We also have an extraordinary Community Performances and Partnerships Program in which several hundred of our students engage annually with approximately 20,000 people in the Boston area. They learn how to speak to, perform and teach for public school pupils, seniors, the handicapped and the homeless.
Then, there’s our Abreu Fellows Program at New England Conservatory in which we are training 10 post-graduate musicians a year to become leaders in community music schools modeled after the El Sistema program in Venezuela. The first class of Abreu Fellows alumni are currently out in the field doing stellar work at nucleos in Juneau, Alaska; Queens, NY; Durham, NC; Atlanta; Philadelphia; Los Angeles and right here in Boston.
Indeed, one of them, Lorrie Heagy, was chosen Alaska Teacher of the Year. You can read more about it here.
Finally—and I am particularly proud of this—we have our new Entrepreneurial Musicianship program, which addresses the need young musicians will have to take charge of their careers and develop skills needed to create a gratifying life in music. Entrepreneurial Grant recipient project ‘Acoustica/Electronica”
The program includes classes, experiential work, grants, and projects that cultivate creative and critical thinking, communication proficiency, financial management, programming, marketing, and self reliance. [Check out these links for more information:
Trust The Power of the Young and Entrepreneurship.]
To summarize, there is a major crisis facing the orchestras in this country. The whole subject has never been discussed openly and candidly. This means all stakeholders – management, Trustees, community leaders, and… most definitely the musicians, discussing the issue and engaging in problem solving. The field has been in denial and we are now faced with a situation where orchestras are lining up declaring their financial insolvency. Detroit and Philly are just the most prominent and there will be others. The analysis is irrefutable. Audiences are dwindling (down 29% over 10 Years), the financial model is not sustainable. Endowments are depleted. Earned income is a fraction of what is was. There is greater and greater reliance placed on increasing the generosity of exhausted donors. Labour relations are antiquated. And orchestras lack legitimacy in their own communities.
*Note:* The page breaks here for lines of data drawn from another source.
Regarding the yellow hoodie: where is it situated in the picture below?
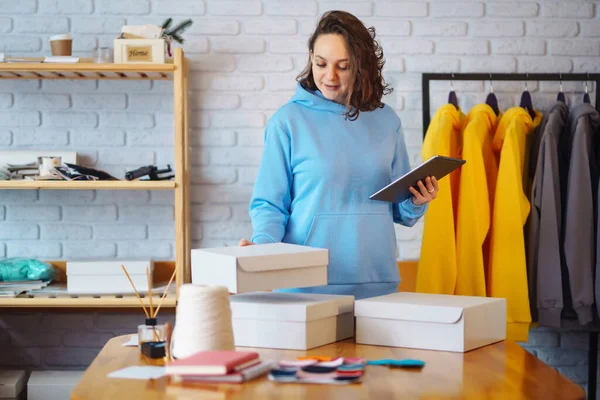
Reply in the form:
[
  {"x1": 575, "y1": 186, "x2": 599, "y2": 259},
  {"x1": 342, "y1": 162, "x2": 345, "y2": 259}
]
[
  {"x1": 416, "y1": 104, "x2": 465, "y2": 294},
  {"x1": 454, "y1": 104, "x2": 499, "y2": 297},
  {"x1": 487, "y1": 107, "x2": 542, "y2": 341}
]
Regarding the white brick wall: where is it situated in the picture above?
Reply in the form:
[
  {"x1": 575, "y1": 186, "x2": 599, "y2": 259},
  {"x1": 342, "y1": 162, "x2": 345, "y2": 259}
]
[{"x1": 0, "y1": 0, "x2": 600, "y2": 383}]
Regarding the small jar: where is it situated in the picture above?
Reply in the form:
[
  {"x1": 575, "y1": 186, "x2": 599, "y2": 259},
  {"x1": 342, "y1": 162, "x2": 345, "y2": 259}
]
[
  {"x1": 92, "y1": 47, "x2": 113, "y2": 64},
  {"x1": 138, "y1": 318, "x2": 166, "y2": 346}
]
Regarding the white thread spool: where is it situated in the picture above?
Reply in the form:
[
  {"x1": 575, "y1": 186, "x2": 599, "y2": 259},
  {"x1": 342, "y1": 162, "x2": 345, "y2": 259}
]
[{"x1": 172, "y1": 284, "x2": 235, "y2": 358}]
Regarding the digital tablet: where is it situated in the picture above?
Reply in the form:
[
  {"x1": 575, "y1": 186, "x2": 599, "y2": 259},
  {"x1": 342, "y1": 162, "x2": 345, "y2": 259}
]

It is a confluence, a perfect storm of contributing factors that declare the conventional orchestra model is broken and needs changing. We can either spend the next few years blaming one another and watch the whole field slip quietly away or we can do something about it together. And, surely, that is our charge. We need the courage, the energy, and the vision to reinvent and rejuvenate. Just as the London Symphony and Berlin Philharmonic have done. They are leaner, more flexible, more productive, more responsive to their communities and…sustainable. We have so much to learn from them.